6.For low temperature sour service all accessories (valves, etc.) shall comply with appropriate NACE specifications. (Certain refinements taken up in the Company Sour service specifications are valuable, however, in order to simplify NACE specifications are accepted together with stress relieving and design temperature of -25°F).

7.Inspection reports from independent inspectors should be made available to the operating company renting the production test equipment. The Group operating company should also be provided with relevant data sheets, material specifications and certification of chemical composition and physical properties including hardness and Charpy impact values. Group company supervisors should scrutinise this data and make sure that the following pertinent information concerning rented test equipment is available, prior to production testing:

a)Evidence that materials used in fabrication of low temperature production test equipment, where applicable, are suitable for -25°F.

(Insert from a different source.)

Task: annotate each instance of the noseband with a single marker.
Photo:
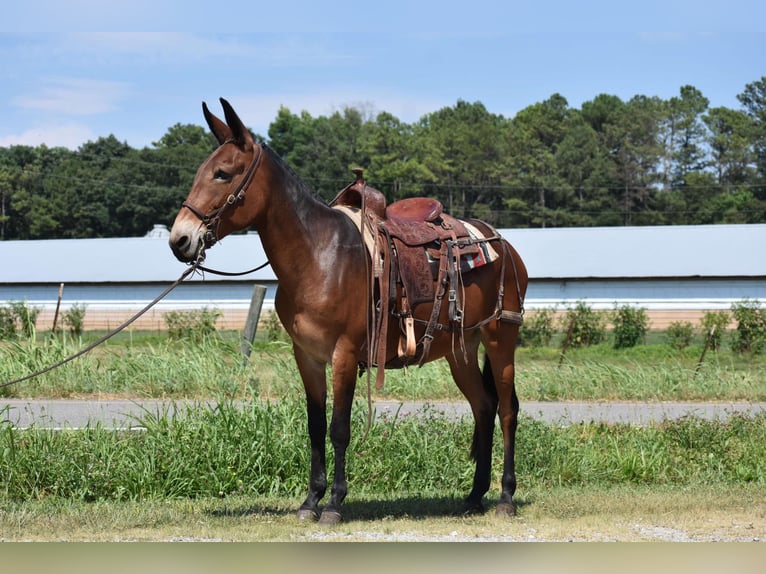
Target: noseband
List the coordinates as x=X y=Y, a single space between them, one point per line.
x=213 y=219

b)Proof that welding has been 100% X-rayed and is accepted by an independent inspector.

c)Proof on stress relieving of welds and hardness check by an independent inspector.

Production test equipment is to be rejected if (1), (2) and (3) do not conform with requirements.

Should standard surface equipment/materials downstream of the X-mas tree master valve be in use by a group company, and early detection indicates the presence of H2S, production testing is not to continue and the well must be killed.

Complete specifications for sour service test equipment, suitable for low temperature service is given in Section 12 of this report.